Walmart ad sales hit $2.7B as execs eye greater scale
Dive Brief:
- Walmart’s U.S. advertising division, Walmart Connect, grew 41% year-over-year in the fourth quarter, according to an earnings statement.
- The retailer’s global ad operations were up 20% over the period and jumped nearly 30% in 2022, generating $2.7 billion for the full year, executives said. Connect and FlipKart Ads, an India-based business, were attributed as the biggest growth drivers.

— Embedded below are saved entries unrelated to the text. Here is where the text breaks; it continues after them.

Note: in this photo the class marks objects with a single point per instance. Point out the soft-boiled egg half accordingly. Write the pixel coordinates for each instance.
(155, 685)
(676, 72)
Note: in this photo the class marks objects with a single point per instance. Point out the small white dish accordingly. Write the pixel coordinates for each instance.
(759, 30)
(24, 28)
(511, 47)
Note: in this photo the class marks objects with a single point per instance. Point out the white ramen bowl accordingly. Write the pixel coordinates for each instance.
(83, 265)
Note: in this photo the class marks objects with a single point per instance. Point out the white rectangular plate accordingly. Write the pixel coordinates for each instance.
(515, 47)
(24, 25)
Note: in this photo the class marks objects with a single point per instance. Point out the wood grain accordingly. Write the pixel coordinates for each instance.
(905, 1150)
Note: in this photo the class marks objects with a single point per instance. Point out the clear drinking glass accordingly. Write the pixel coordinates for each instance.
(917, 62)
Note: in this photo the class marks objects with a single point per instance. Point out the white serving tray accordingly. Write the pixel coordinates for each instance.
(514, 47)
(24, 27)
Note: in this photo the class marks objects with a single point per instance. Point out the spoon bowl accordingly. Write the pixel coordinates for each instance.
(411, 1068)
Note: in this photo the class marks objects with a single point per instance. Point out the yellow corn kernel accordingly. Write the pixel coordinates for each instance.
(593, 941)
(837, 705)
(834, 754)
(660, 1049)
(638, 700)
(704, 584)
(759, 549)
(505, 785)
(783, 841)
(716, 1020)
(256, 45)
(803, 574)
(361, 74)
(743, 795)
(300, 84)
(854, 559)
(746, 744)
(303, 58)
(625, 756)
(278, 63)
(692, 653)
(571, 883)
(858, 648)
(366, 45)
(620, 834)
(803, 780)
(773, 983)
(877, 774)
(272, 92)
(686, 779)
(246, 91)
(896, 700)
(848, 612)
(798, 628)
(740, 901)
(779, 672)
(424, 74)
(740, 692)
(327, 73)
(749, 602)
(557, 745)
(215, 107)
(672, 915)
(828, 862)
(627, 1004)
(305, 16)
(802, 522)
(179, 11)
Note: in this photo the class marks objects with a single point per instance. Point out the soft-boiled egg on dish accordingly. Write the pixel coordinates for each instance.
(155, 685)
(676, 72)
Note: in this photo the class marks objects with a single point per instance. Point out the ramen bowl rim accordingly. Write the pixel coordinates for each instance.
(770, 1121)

- Strong performance from retail media bets supported healthy sales over the crucial holiday period, though Walmart warned of uncertainty ahead in 2023 that advertising could help alleviate.
Dive Insight:
Walmart’s advertising take for 2022 reached $2.7 billion, demonstrating that demand for its retail media networks remained resilient despite a sharp inflationary period that led many brands to pull back on spending. Ad sales growth in Q4 was particularly strong in relation to Walmart Connect, the company’s U.S. division that spent much of last year expanding its infrastructure and partnership roster in areas like ad tech and social commerce, including through a tie-up with TikTok.

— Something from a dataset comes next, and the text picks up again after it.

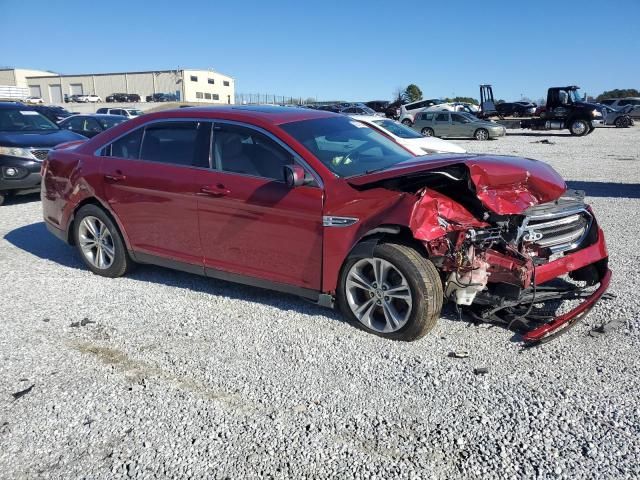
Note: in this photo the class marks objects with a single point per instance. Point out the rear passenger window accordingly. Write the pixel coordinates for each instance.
(127, 146)
(177, 143)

U.S. comp sales for the retailer climbed 8.3% in Q4, while e-commerce was up 17% YoY, bolstered by the grocery category. Despite the comparatively healthy holiday takeaway, Walmart warned that high prices and ongoing consumer pressures were leading it to take a cautionary stance for 2023.

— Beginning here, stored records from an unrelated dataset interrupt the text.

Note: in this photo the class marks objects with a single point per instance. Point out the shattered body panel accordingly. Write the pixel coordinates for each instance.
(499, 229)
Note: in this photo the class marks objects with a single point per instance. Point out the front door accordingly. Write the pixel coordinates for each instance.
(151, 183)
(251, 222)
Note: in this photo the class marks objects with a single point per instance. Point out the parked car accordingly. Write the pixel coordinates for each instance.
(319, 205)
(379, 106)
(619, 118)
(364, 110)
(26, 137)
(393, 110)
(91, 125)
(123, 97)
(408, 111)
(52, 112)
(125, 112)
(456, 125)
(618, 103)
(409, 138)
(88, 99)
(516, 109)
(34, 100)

Advertising could remain a bright spot as choppy waters endure following a chaotic few pandemic years. Executives have called out strengths in advertising more frequently to investors as retail media becomes a magnet for brand dollars and a more significant generator of income for Walmart.
“We’re driving a lot of change in our company,” said Walmart CEO Doug McMillon on a call discussing the Q4 and full-year results with analysts. “We’ll keep shaping the business model by scaling our newer, mutually reinforcing businesses in areas like marketplace, fulfillment services and advertising.”
Walmart joins other retail companies, including Amazon, in putting a finer point on their ad sales expansion. An explosion of retail media investments has contrasted with the performance of more conventional digital players like Meta Platforms and Google, which are contending with weakening advertiser demand, sharper competition and a flurry of privacy-related challenges.
Retail media at the global level is forecast by WARC to be the fastest-growing marketing channel this year, reaching $122 billion in revenue. The researcher expects it to become more valuable than linear TV by 2025, according to a new report.